I have a multidimensional NumPy-like array, (I'm using Dask, but this applies to NumPy as Dask mimics that API) that derives from an array of 1592 images:
a
:
array([[[ True, True, True, ..., True, True, True],
[ True, True, True, ..., True, True, True],
[ True, True, True, ..., True, True, True],
...,
[ True, True, True, ..., True, True, True],
[ True, True, True, ..., True, True, True],
[ True, True, True, ..., True, True, True]],
...,
[[ True, True, True, ..., True, True, True],
[ True, True, True, ..., True, True, True],
[ True, True, True, ..., True, True, True],
...,
[False, False, False, ..., False, False, False],
[False, False, False, ..., False, False, False],
[False, False, False, ..., False, False, False]]])
I want to retain images where the masks have False
entries and get rid of images that are all True
. I can do this with array.all()
as:
mask = a.all(axis=1).all(axis=1)
retain = np.where(mask==False,filenames,None)
#write `retain` to a file to be read by another script
where filenames
is my list of file paths.
However, I don't find a.all(axis=1).all(axis=1)
very satisfactory. This looks to me like I am running over the array twice, when once should be enough.
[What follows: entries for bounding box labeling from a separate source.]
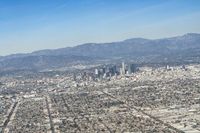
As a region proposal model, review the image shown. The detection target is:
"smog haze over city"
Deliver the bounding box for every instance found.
[0,0,200,133]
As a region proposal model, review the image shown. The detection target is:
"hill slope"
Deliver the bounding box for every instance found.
[0,33,200,70]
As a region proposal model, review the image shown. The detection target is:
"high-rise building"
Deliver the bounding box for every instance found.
[128,64,136,74]
[121,62,126,75]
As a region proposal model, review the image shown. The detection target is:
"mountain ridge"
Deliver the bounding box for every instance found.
[0,33,200,70]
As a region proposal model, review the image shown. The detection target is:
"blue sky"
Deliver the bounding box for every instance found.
[0,0,200,55]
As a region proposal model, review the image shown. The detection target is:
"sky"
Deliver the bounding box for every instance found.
[0,0,200,56]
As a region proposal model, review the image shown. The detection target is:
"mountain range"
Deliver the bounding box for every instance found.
[0,33,200,71]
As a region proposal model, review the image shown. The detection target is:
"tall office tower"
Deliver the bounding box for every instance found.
[94,69,99,75]
[128,64,136,74]
[121,62,125,75]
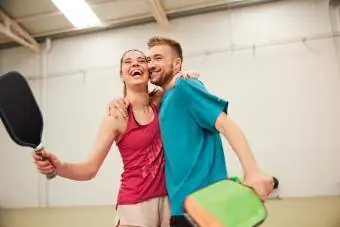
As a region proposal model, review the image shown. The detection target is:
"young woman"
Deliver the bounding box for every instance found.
[33,50,197,227]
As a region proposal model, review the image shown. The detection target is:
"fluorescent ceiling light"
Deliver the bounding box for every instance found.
[51,0,101,28]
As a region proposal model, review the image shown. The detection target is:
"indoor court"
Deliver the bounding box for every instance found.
[0,0,340,227]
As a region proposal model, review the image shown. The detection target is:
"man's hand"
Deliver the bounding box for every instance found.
[178,70,200,79]
[244,172,274,201]
[107,98,130,119]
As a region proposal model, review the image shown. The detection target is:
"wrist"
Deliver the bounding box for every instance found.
[244,164,261,175]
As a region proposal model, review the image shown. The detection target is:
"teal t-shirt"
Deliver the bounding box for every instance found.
[159,77,228,215]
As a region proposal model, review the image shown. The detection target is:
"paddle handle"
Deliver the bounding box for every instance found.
[273,177,279,189]
[34,143,58,180]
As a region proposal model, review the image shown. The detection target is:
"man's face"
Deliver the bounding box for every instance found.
[148,44,180,86]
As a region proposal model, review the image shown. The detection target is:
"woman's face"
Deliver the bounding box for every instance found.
[121,50,149,87]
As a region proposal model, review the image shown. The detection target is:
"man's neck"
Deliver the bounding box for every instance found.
[162,72,181,91]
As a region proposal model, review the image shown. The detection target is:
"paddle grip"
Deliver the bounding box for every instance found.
[34,144,58,180]
[273,177,279,189]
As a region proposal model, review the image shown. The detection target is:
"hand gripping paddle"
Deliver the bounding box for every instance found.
[0,72,57,179]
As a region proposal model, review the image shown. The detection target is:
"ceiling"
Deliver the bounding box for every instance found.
[0,0,273,52]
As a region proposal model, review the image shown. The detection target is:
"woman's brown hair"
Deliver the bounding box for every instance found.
[119,49,161,100]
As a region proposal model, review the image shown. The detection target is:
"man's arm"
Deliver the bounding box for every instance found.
[215,112,260,174]
[215,112,274,200]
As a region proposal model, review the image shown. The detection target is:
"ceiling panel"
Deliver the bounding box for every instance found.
[92,0,151,22]
[0,0,57,19]
[0,0,279,49]
[162,0,240,11]
[20,14,73,36]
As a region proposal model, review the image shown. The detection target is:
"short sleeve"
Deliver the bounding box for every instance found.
[175,77,229,131]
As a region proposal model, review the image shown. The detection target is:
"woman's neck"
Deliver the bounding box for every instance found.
[126,91,150,110]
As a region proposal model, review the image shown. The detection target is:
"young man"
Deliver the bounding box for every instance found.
[111,37,273,227]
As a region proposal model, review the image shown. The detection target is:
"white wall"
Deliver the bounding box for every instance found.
[0,0,340,207]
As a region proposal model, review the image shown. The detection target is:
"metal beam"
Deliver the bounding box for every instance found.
[147,0,170,28]
[0,10,40,53]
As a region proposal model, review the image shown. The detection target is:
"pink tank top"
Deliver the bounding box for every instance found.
[117,104,167,204]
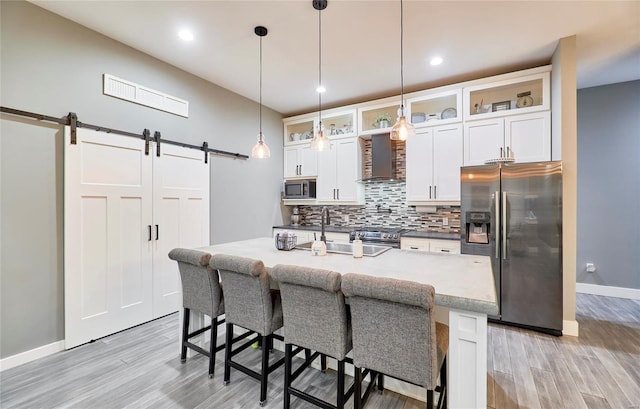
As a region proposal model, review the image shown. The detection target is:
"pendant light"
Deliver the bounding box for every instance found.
[390,0,416,141]
[311,0,329,152]
[251,26,271,159]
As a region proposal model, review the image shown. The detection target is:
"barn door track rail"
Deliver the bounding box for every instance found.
[0,106,249,163]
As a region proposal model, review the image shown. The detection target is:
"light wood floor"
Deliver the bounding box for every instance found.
[0,294,640,409]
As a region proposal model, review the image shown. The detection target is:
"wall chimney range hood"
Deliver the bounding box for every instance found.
[359,134,398,183]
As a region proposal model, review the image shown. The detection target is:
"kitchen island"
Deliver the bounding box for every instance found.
[199,237,498,409]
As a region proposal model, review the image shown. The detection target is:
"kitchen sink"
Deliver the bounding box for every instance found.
[295,241,393,257]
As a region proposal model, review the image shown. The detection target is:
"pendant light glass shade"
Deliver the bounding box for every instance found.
[311,0,329,152]
[390,106,416,141]
[251,132,271,159]
[311,122,329,152]
[389,0,416,141]
[251,26,271,159]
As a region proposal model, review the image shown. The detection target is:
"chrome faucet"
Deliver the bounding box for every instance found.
[320,206,331,243]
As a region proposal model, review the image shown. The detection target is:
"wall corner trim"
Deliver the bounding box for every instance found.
[562,320,580,337]
[576,283,640,300]
[0,339,64,372]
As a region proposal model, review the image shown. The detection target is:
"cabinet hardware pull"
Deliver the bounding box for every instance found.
[495,191,501,258]
[502,192,507,260]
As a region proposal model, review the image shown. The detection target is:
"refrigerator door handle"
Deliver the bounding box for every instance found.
[502,192,507,260]
[495,191,500,258]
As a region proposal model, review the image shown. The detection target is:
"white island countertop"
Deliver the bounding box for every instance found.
[200,237,498,409]
[200,237,498,315]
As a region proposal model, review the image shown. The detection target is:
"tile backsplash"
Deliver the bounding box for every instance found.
[298,181,460,234]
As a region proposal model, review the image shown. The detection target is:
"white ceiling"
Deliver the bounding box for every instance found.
[32,0,640,115]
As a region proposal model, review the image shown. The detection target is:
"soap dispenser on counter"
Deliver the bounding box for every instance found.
[311,240,327,256]
[352,239,363,258]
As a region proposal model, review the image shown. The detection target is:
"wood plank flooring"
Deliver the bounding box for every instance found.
[0,294,640,409]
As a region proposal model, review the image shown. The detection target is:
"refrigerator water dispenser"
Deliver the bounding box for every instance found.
[465,212,491,244]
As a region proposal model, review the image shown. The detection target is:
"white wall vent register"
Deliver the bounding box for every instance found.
[102,74,189,118]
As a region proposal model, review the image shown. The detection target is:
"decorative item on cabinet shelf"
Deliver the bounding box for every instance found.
[516,91,533,108]
[291,206,302,226]
[275,231,298,251]
[491,101,511,112]
[373,112,391,128]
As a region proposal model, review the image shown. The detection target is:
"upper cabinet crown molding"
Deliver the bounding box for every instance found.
[463,71,551,121]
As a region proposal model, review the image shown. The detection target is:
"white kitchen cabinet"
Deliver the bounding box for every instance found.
[400,237,460,254]
[316,108,358,139]
[358,97,400,136]
[463,67,551,121]
[282,107,358,146]
[406,124,462,205]
[64,127,209,348]
[464,111,551,166]
[283,143,318,179]
[282,113,316,146]
[407,88,462,129]
[316,137,364,204]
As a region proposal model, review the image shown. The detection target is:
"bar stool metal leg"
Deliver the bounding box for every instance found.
[180,308,191,362]
[224,323,233,385]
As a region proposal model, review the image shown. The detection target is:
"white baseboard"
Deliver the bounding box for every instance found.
[576,283,640,300]
[0,340,64,372]
[562,320,580,337]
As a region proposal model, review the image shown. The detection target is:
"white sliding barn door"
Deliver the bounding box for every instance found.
[153,143,209,318]
[64,127,153,348]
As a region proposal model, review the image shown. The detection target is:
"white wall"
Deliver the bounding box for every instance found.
[0,1,283,358]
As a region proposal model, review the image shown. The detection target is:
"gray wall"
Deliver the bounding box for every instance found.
[0,1,283,358]
[576,81,640,289]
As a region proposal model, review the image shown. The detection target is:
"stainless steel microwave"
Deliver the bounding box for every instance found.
[284,180,316,199]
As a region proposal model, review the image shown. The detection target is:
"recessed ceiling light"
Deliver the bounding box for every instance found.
[178,29,193,41]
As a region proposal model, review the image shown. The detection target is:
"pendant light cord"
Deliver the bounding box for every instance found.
[318,4,322,122]
[400,0,404,108]
[260,36,262,134]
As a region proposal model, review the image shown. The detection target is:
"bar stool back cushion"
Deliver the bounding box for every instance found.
[271,264,351,360]
[342,274,449,390]
[209,254,282,335]
[169,248,224,318]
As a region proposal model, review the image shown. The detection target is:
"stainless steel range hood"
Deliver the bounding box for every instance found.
[359,134,397,183]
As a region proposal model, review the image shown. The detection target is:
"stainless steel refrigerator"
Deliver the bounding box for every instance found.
[460,162,562,335]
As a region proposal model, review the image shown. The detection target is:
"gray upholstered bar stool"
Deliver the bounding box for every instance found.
[271,264,374,409]
[342,274,449,409]
[169,248,225,378]
[209,254,284,406]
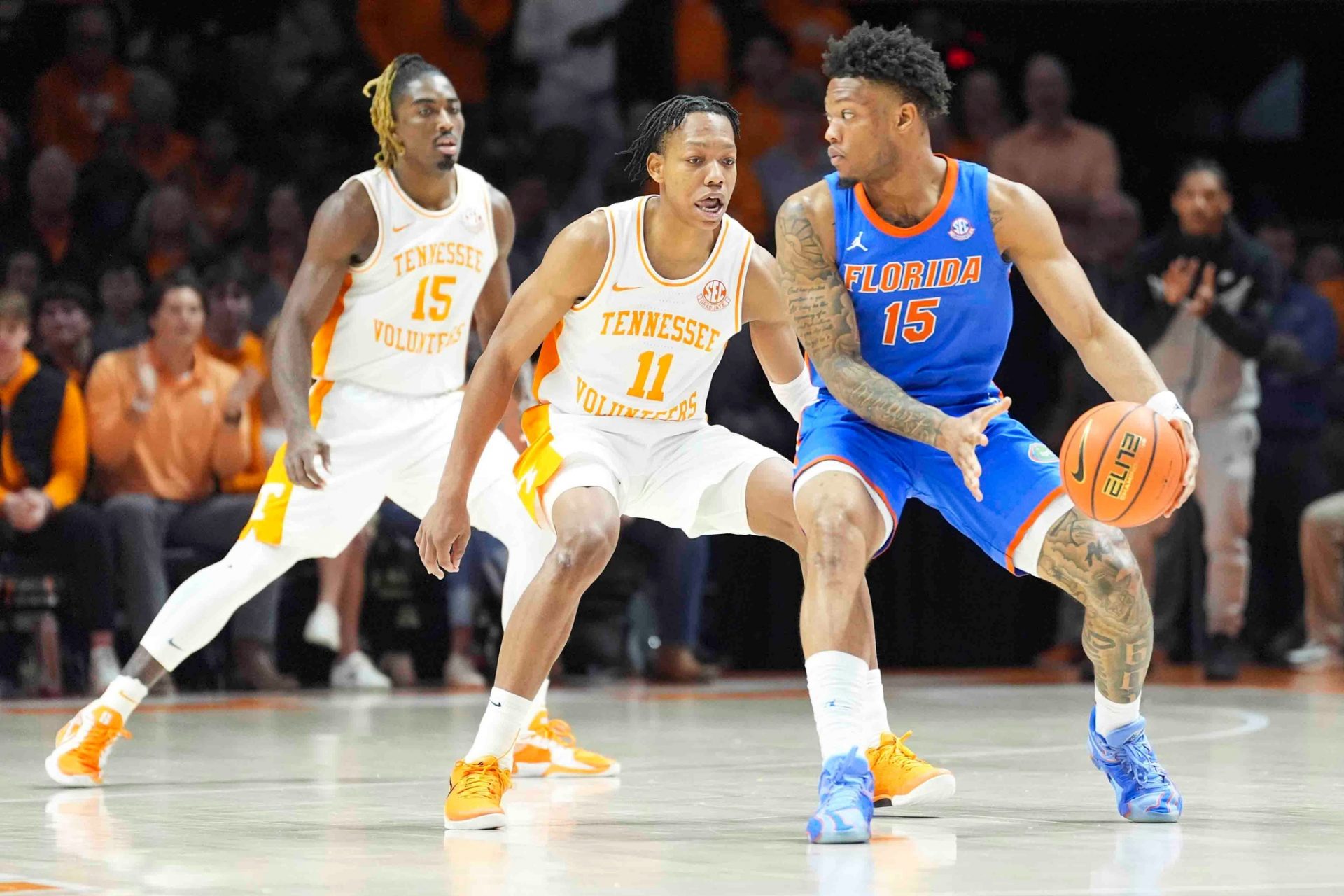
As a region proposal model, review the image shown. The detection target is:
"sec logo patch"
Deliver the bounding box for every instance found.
[695,279,729,312]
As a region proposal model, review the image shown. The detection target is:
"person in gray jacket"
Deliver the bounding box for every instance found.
[1129,158,1282,681]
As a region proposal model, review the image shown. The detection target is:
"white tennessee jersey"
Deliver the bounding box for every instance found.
[313,165,498,395]
[533,196,754,430]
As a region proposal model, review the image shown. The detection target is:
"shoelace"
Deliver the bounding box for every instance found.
[457,759,510,802]
[532,716,578,747]
[73,722,130,770]
[878,731,927,769]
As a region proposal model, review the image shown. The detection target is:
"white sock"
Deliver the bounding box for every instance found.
[804,650,868,762]
[1093,688,1142,736]
[466,688,532,766]
[527,678,551,722]
[863,669,891,750]
[98,676,149,724]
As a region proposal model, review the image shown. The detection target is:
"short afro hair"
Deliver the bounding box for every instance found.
[821,22,951,118]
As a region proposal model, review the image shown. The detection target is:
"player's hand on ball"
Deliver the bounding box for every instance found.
[285,426,332,489]
[1163,414,1199,516]
[415,494,472,579]
[932,398,1012,501]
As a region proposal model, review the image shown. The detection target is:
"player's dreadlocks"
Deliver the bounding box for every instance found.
[364,52,442,168]
[821,22,951,118]
[617,94,741,181]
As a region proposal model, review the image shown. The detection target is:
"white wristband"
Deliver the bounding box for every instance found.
[1144,390,1194,427]
[770,364,817,423]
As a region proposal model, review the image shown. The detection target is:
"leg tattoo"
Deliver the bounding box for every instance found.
[1036,510,1153,703]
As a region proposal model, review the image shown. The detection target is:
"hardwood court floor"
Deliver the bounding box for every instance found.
[0,671,1344,896]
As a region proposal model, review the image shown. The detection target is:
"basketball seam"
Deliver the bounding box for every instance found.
[1087,405,1142,523]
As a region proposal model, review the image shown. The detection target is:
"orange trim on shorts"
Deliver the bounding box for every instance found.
[793,454,900,559]
[570,208,615,312]
[634,196,729,286]
[523,317,564,400]
[853,153,958,237]
[732,241,755,332]
[1004,485,1065,575]
[238,380,336,545]
[513,405,564,525]
[313,273,355,377]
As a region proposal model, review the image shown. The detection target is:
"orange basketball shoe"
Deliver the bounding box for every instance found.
[867,731,957,816]
[47,703,130,788]
[444,756,512,830]
[513,710,621,778]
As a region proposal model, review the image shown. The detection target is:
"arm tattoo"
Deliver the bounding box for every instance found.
[776,200,946,444]
[1036,510,1153,703]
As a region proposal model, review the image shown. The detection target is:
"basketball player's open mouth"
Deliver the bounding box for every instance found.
[695,196,723,215]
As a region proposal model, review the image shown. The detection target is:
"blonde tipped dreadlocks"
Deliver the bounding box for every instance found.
[364,52,442,168]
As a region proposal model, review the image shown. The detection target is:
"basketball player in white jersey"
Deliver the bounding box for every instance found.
[416,97,816,829]
[47,55,615,786]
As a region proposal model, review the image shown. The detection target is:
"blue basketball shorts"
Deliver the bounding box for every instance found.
[793,395,1072,575]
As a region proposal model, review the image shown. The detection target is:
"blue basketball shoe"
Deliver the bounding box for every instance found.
[1087,709,1183,822]
[808,747,872,844]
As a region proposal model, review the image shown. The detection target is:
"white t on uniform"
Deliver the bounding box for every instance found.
[513,196,780,538]
[239,165,545,561]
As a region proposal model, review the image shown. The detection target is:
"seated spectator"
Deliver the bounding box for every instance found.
[757,73,834,228]
[76,121,152,251]
[130,69,196,184]
[130,184,210,281]
[187,118,257,246]
[4,248,42,301]
[764,0,853,71]
[89,275,297,689]
[200,260,270,494]
[92,255,149,357]
[948,69,1015,165]
[36,282,94,387]
[32,6,130,165]
[730,27,792,165]
[989,54,1119,255]
[0,289,120,692]
[3,146,92,279]
[1126,158,1282,681]
[1247,220,1338,659]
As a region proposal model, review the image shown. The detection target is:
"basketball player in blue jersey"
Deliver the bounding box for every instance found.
[776,24,1198,842]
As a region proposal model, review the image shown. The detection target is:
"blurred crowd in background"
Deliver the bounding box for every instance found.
[0,0,1344,694]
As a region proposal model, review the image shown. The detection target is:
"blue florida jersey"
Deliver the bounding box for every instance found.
[813,158,1012,410]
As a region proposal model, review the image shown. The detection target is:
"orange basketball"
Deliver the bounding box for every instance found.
[1059,402,1185,529]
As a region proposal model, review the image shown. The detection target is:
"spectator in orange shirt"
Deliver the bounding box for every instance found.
[130,184,210,282]
[92,255,149,357]
[89,274,297,689]
[0,289,120,690]
[989,54,1119,257]
[187,118,257,244]
[130,69,196,184]
[764,0,853,71]
[355,0,513,114]
[730,28,790,165]
[34,282,92,387]
[200,259,270,494]
[32,6,130,165]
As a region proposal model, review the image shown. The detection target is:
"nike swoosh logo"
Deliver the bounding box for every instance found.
[1072,421,1091,482]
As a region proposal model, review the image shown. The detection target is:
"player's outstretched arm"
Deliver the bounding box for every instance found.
[742,246,817,421]
[774,183,1009,501]
[272,183,378,489]
[415,211,608,578]
[989,174,1199,516]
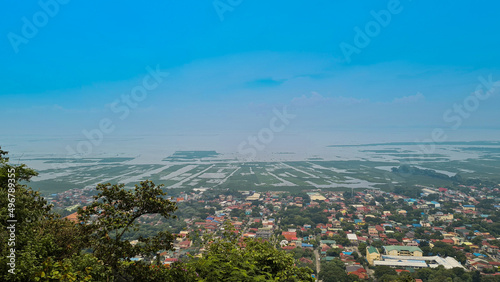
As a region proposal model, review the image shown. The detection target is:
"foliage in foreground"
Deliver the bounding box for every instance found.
[0,150,313,282]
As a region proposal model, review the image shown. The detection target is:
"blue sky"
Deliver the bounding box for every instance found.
[0,0,500,152]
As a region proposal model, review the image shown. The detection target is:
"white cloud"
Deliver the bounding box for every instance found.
[392,92,425,104]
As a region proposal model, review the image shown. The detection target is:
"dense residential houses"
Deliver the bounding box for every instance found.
[57,181,500,279]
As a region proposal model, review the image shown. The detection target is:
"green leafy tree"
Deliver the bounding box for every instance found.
[0,149,90,281]
[169,223,314,282]
[78,181,177,280]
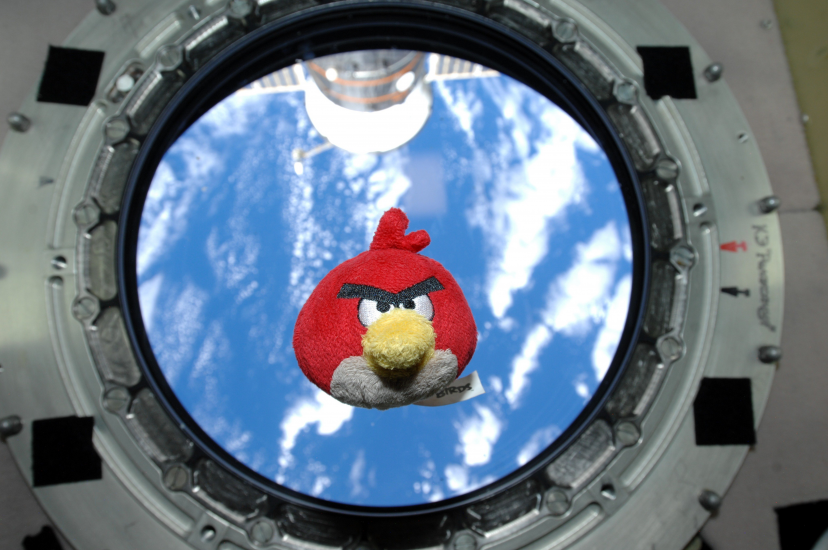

But am I?
Note: a.all(axis=1)
gives:
array([[ True, True, True, True, True, True, True, True, True,
True, True, True, True, True, True, True, True, True,
True, True],
...,
[False, False, False, False, False, False, False, False, False,
False, False, False, False, False, False, False, False, False,
False, False]])
and a.all(axis=1).all(axis=1)
gives:
array([ True, False, False, False, True, True, False, False, False,
...,
False, False, False, True, False, False, False])
Can I go from 3-dimensional data to 1-dimensional data more efficiently for this example?